Key points from the evidence

Key points from the evidence

The content of this evidence summary was up-to-date in April 2013. See summaries of product characteristics (SPCs), British national formulary (BNF) or the MHRA or NICE websites for up-to-date information.


Off-label use of lower doses of vaginal misoprostol (after oral mifepristone) for the induction of labour in women with late intrauterine fetal death (IUFD) is supported by 2 small case series that provide limited evidence of similar effectiveness compared with higher doses. While there is some suggestion of improved tolerability with the lower dose regimen, in both case series, the analysis of serious adverse effects is limited by the small numbers in the studies.

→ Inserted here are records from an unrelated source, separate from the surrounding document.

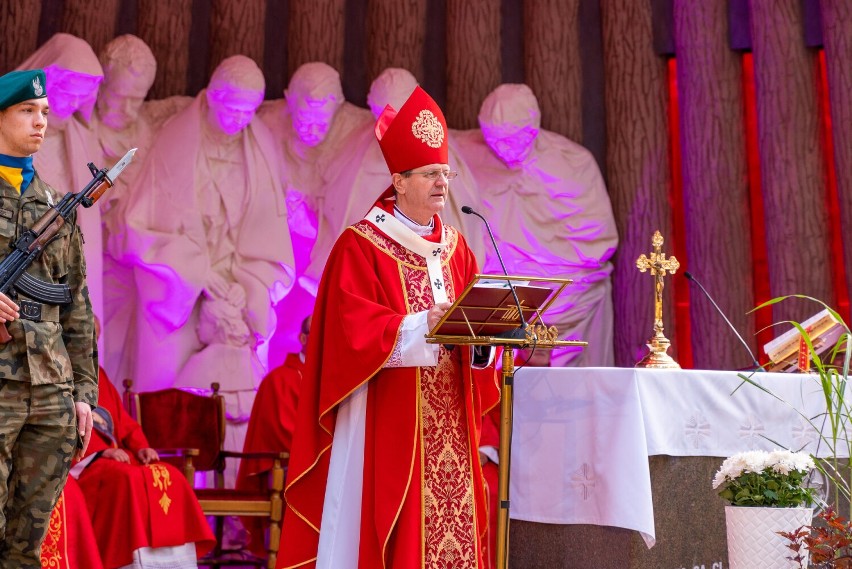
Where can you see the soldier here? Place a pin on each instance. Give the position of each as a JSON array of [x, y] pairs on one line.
[[48, 369]]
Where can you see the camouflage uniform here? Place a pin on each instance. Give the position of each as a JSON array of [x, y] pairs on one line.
[[46, 367]]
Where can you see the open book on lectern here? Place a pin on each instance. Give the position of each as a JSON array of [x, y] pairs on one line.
[[487, 308]]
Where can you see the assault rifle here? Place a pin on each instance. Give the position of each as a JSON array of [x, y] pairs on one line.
[[27, 247]]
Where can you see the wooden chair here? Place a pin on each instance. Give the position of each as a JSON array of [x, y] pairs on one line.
[[190, 430]]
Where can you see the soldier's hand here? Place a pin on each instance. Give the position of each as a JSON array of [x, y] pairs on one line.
[[84, 426], [147, 455], [8, 309], [116, 454]]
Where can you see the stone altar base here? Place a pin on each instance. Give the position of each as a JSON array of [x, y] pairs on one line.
[[689, 518]]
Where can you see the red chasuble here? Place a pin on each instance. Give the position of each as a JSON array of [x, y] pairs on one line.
[[271, 426], [134, 506], [423, 499], [70, 542], [491, 437]]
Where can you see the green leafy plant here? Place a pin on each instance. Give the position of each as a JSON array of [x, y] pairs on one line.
[[769, 479], [832, 426]]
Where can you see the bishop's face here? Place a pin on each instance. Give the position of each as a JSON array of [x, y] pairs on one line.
[[422, 194], [120, 98], [231, 108]]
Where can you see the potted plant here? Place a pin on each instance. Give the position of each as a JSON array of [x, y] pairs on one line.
[[767, 494]]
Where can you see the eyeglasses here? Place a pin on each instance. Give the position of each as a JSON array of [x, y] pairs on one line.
[[435, 174]]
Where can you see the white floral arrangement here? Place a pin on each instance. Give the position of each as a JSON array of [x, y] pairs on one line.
[[760, 478]]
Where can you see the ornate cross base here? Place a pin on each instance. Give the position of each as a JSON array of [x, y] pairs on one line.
[[657, 357]]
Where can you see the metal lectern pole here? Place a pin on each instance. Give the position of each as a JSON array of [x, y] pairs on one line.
[[505, 458]]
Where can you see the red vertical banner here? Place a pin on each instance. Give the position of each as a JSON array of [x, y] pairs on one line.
[[763, 318], [838, 268], [677, 241]]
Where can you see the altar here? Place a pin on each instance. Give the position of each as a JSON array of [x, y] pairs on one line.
[[613, 467]]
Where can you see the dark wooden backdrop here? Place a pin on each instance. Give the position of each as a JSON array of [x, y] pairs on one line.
[[725, 124]]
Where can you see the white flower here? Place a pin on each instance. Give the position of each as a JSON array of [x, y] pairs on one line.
[[780, 461]]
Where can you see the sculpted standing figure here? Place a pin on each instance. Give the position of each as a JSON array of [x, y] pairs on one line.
[[208, 240], [74, 73], [551, 215], [48, 381], [124, 120], [313, 124]]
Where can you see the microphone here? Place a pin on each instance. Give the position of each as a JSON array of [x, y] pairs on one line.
[[519, 332], [757, 365]]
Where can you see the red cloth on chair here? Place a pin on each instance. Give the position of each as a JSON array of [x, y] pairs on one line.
[[134, 505], [70, 542], [270, 428]]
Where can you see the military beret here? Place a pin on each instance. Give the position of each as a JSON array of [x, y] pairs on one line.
[[19, 86]]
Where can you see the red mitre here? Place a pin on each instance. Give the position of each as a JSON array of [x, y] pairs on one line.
[[415, 135]]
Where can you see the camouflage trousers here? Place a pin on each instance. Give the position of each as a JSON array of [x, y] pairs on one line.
[[37, 439]]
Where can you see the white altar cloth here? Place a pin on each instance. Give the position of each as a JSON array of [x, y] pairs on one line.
[[582, 436]]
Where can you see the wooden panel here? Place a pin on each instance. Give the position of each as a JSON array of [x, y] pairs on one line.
[[473, 58], [395, 33], [552, 60], [791, 157], [837, 37], [715, 189], [316, 32], [23, 17], [637, 167], [236, 28], [91, 21], [165, 28]]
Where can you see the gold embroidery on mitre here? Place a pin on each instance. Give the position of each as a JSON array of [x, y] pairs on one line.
[[428, 129], [162, 481]]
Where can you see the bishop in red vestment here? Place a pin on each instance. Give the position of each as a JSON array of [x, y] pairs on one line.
[[384, 469], [270, 429], [134, 500]]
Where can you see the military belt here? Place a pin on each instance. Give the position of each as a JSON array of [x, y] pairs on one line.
[[38, 312]]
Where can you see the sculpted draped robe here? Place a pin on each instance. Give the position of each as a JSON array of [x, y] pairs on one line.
[[384, 470], [552, 217]]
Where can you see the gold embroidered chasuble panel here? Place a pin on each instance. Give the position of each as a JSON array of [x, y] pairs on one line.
[[448, 520]]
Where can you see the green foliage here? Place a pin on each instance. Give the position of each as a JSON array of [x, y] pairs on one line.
[[833, 425], [768, 488]]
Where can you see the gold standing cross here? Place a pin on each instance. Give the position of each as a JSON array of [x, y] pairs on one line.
[[658, 264]]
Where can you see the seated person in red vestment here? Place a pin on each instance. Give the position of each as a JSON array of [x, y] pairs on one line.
[[270, 429], [142, 511], [69, 542], [490, 443]]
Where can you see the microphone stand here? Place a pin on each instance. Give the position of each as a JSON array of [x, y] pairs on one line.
[[756, 363], [506, 399]]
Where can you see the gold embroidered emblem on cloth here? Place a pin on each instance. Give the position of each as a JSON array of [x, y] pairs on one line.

Regulatory status: off-label


  • 2 case series comparing lower doses of vaginal misoprostol with higher doses

  • Limited evidence of similar effectiveness

  • More evidence is needed to confirm these findings


  • In 2 case series, the numbers of serious side effects were small and similar between the groups

Patient factors

  • Limited evidence of improved tolerability with lower dose regimens

  • Further evidence is required to confirm these findings


  • Approximately £10 for a pack of 60 misoprostol 200 microgram tablets

Key points

Misoprostol is a synthetic prostaglandin E1 analogue that softens the cervix and can stimulate uterine contractions. It is not currently licensed in the UK for the induction of labour in women with late intrauterine fetal death (IUFD); use for this indication is off-label.

Induction of labour (NICE clinical guideline 70) recommends that, if a woman who has had a late IUFD chooses to proceed with induction of labour, mifepristone should be used, followed by vaginal prostaglandin E2 or misoprostol.

An update to the Royal College of Obstetricians and Gynaecologists' (RCOG) guideline on the management of late IUFD and stillbirth noted that some hospitals in the UK were using larger doses of misoprostol than recommended, potentially leading to an increased risk of adverse effects.

This evidence summary describes the risks and benefits of vaginal misoprostol, when used after oral mifepristone, as in the NICE guidance on the induction of labour in late IUFD. It focusses particularly on the dose of vaginal misoprostol.

No randomised controlled trials were identified that met the inclusion criteria. Two case series were found that compared a low-dose misoprostol treatment regimen (administered vaginally following oral mifepristone as recommended by NICE) with a higher dose regimen (in 1 study administered orally and vaginally after mifepristone, and in 1 study administered vaginally without pre-treatment with mifepristone) for induction of labour after late IUFD, using a historical control group.

The results of the first case series (Fairley et al. 2005, n=47) suggest that oral mifepristone followed by low doses of vaginal misoprostol (mean total dose 167 micrograms) is similarly effective to oral mifepristone followed by a combination of vaginal and oral misoprostol (mean total dose 828 micrograms). However, the statistical significance of any differences between the groups was not reported.

The second case series (Vayrynen et al. 2007, n=130) suggests that oral mifepristone followed by a low dose of vaginal misoprostol (median total dose 100 micrograms) is similarly effective to a higher dose of vaginal misoprostol used on its own without mifepristone (median total dose 200 micrograms).

In both case series, the analysis of serious adverse effects is limited by the small numbers in the studies.

These 2 case series suggest that low dose vaginal misoprostol following mifepristone is effective at inducing labour in late IUFD. Further research is needed to evaluate the safety and efficacy of different dosages of vaginal misoprostol used for this indication.

About this evidence summary

'Evidence summaries: unlicensed or off-label medicines' summarise the published evidence for selected unlicensed or off-label medicines that are considered to be of significance to the NHS, where there are no clinically appropriate licensed alternatives. The summaries provide information for clinicians and patients to inform their decision-making and support the construction and updating of local formularies.

The summaries support decision-making on the use of an unlicensed or off-label medicine for an individual patient, where there are good clinical reasons for its use, usually when there is no licensed medicine for the condition requiring treatment, or the licensed medicine is not appropriate for that individual.

The strengths and weaknesses of the relevant evidence are critically reviewed within this summary, but this summary is not NICE guidance.